А мы-то так сроднились с нашим малотранспортабельным зверем! Мы так беззаветно всю свою сознательную жизнь таскали за собою, а то и на себе это невнятное, но дорогое нам существо, не чувствуя тяжести и даже не задаваясь вопросом о высшем значении нашей добровольной обузы. <…> Так неужели же мы, обознавшись и сами того не замечая, волочили по жизни какой-то неодушевленный мешок неизвестно с чем? Нет, не может этого быть. Наш сурок с нами, и мы его не предадим (СИЗ, с. 41).

Существенное уточнение — не предадим, при этом твердо зная (благодаря Рубинштейну), что бетховенский «сурок» — это «обычный неправильный перевод»! Предлагаемое Рубинштейном узнавание — кроме узнавания в фантазме «своего» и родного — непременно предполагает узнавание и самой гротескной и абсурдной природы фантазма. И в этом — суть рефлексии Рубинштейна по отношению к прошлому вообще и ностальгии в частности. Он всегда четко дает понять, что с прошлым его (или нас) объединяет исключительно фантазм — вроде «Книги о вкусной и здоровой пище», оплакивания умершего диктатора, анекдотов о полумертвом Брежневе, бельевых меток, гонений на бородатых мужчин или воспоминаний об утонувшем в Волге тряпичном клоуне («Что я буду рассказывать о глубине своего отчаяния — кто же этого не знает?» — ПЗШ, с. 110). Именно благодаря фантазму прошлое исполнено красоты и трогательности, именно разделенность фантазма придает ушедшим временам статус «общепризнанной» реальности, но… Но не стоит и пытаться убеждать себя и других в том, что фантазм и есть то подлинное, идеальное и возвышенное, та правда жизни, без которой жить невмоготу. Нет, фантазм есть фантазм — и потому теплота его перемешана с репрессивностью, а трогательность с насилием — как в череде эпитетов, описывающих советский кинотеатр: «И это явилось сокрушительным ударом по старому советскому, тоталитарному, репрессивному, тупому, провинциальному, убогому, теплому, родному и любимому кинотеатру».
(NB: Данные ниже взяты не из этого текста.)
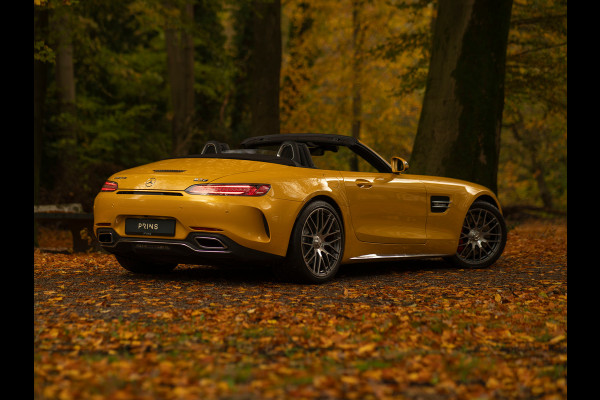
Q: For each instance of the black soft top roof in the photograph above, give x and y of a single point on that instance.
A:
(316, 138)
(311, 140)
Не случайно, формулируя свои отношения с прошлым, Рубинштейн непременно прибегает к двойным, ритмически сбалансированным конструкциям: «Горевать… не стоит. Забывать — тоже…» — или: «Тоскую ли я об этом времени? Нет, конечно. Считаю ли его потерянным? Конечно же нет» (ПЗШ, с. 242).

Однако рядом с этими максимами у Рубинштейна появляется — скорее в шутку, чем всерьез, — антинабоковский призыв: «Память, молчи!» (ПЗШ, с. 111). Почему вдруг возникает такое заклинание, пусть и ироническое? Почему печальным спутником комического фантазма у Рубинштейна довольно часто оказывается жалость? «Меня до сих пор охватывает спазм острой жалости к этим людям в заштопанных фраках и облысевших бархатных платьях, поющих и играющих непонятно для кого…» (ПЗШ, с. 209); «…я не испытывал ничего, кроме щемящей жалости… Мне почему-то всегда было жалко родителей» (ПЗШ, с. 51); «До слез жалко девочку, которая не забудет этого ужаса никогда. Но Деда Мороза почему-то жальче» (ПЗШ, с. 52).

Более того, жалость в эссе Рубинштейна часто граничит со страхом: «Все страшно. И в детстве, и потом. С возрастом страх не исчезает, а лишь опускается все глубже и глубже» («О страхах»[930]). «Ужас. Ужас и стыд», — добавляет он через строчку после процитированного пассажа о музыкантах. Об ужасе напоминает и описанный им памятник сожженным книгам в Берлине, обращенный не ввысь, а вглубь земли («памятник неспокойному подсознанию», по определению автора), погромные карикатуры в советских и нацистских «юмористических» изданиях («О сатире и юморе», ПЗШ, с. 120–123), борьба с космополитизмом и смерть Сталина («Долгие проводы», ПЗШ, с. 230–234), семисвечники, то и дело попадающиеся на современной берлинской барахолке («Уже как дома» — СИЗ, с. 48–50), пожилые российские еврейки, чувствующие себя «как дома» в уютном пригороде под названием Дахау… (там же).